Interpreting the CVP waveform

When the CVP is displayed via electronic transduction, the waveform showing how the pressure changes throughout the cardiac cycle can be clearly seen. This can give a lot of useful information, and the presence of several disease conditions may be confirmed by examination of the CVP waveform. The classical CVP waveform is shown below.

a wave = atrial contraction

c wave = bulging of tricuspid valve into atrium at start of ventricular contraction

x descent = atrium relaxes and tricuspid valve is pulled downwards

v wave = passive filling of right atrium and vena cavae when tricuspid valve closes

y descent = tricuspid valve opens and blood flows into right ventricle

Disease patterns apparent in CVP waveform

Atrial fibrillation - no a wave

Heart block - cannon waves
                     (large a waves due to atrium contracting against a closed tricuspid valve)

Nodal rhythm - cannon waves
                        (large a waves due to atrium contracting against a closed tricuspid valve)

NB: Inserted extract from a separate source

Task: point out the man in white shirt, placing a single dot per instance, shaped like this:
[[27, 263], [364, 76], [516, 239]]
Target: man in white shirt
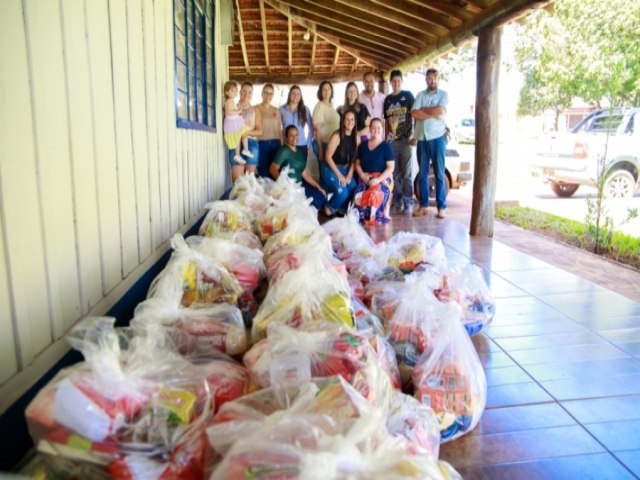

Tricuspid regurgitation- large c and v waves, loss of the x descent

Tricuspid stenosis - prominent a waves, muted y descent

How to give a fluid challenge?

To treat hypovolaemia/hypotension give repeated boluses (250-500 mls) of intravenous fluid (eg. 0.9% saline / Ringer's lactate / gelofusine). Observe the effect on CVP, blood pressure, pulse, urine output, capillary refill etc. If the CVP rises following the fluid bolus wait 5 – 10 mins and then repeat the CVP reading to see if the rise is sustained. The fluid challenges should be repeated until the CVP shows a sustained rise and/or there is an improvement in the other cardiovascular parameters.

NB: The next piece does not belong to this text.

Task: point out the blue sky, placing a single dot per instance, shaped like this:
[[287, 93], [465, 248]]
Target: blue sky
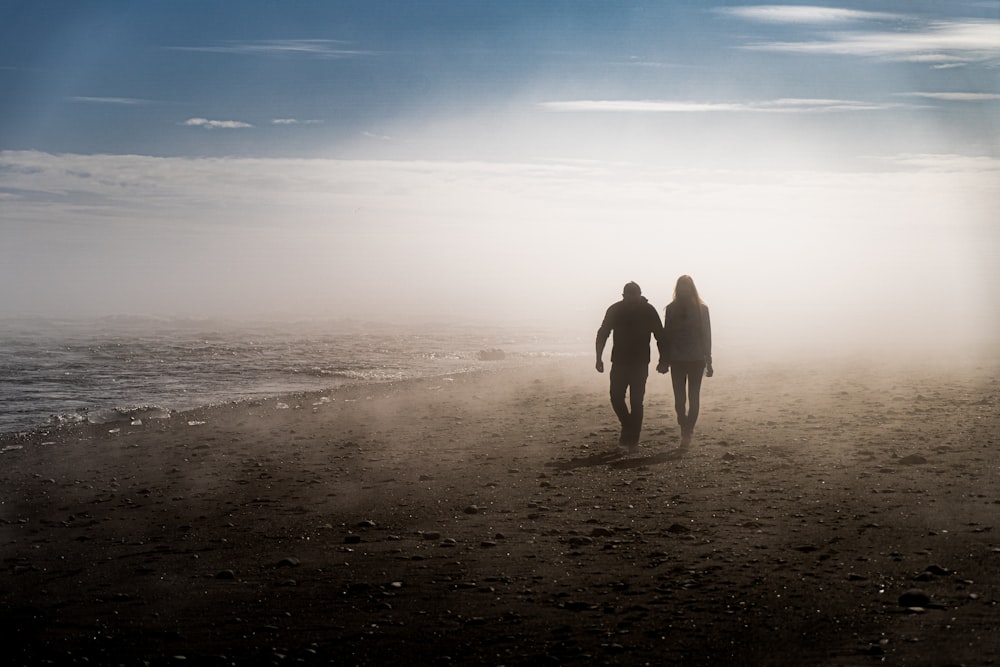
[[248, 157]]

In patients who are known or suspected to be at high risk of developing congestive cardiac failure, the above technique for giving fluid challenges should still be followed. However it is sensible in these patients to use smaller fluid boluses (50-100 mls), and to titrate the total amount of fluid delivered to the patient's response as described.

In situations when the CVP rises and stays up but the blood pressure and urine output do not improve, then inotropes may be considered to support the circulation. Any patient who may require inotropic support or who has received two reasonable volumes of fluid challenge without improvement, should be reviewed by an experienced doctor.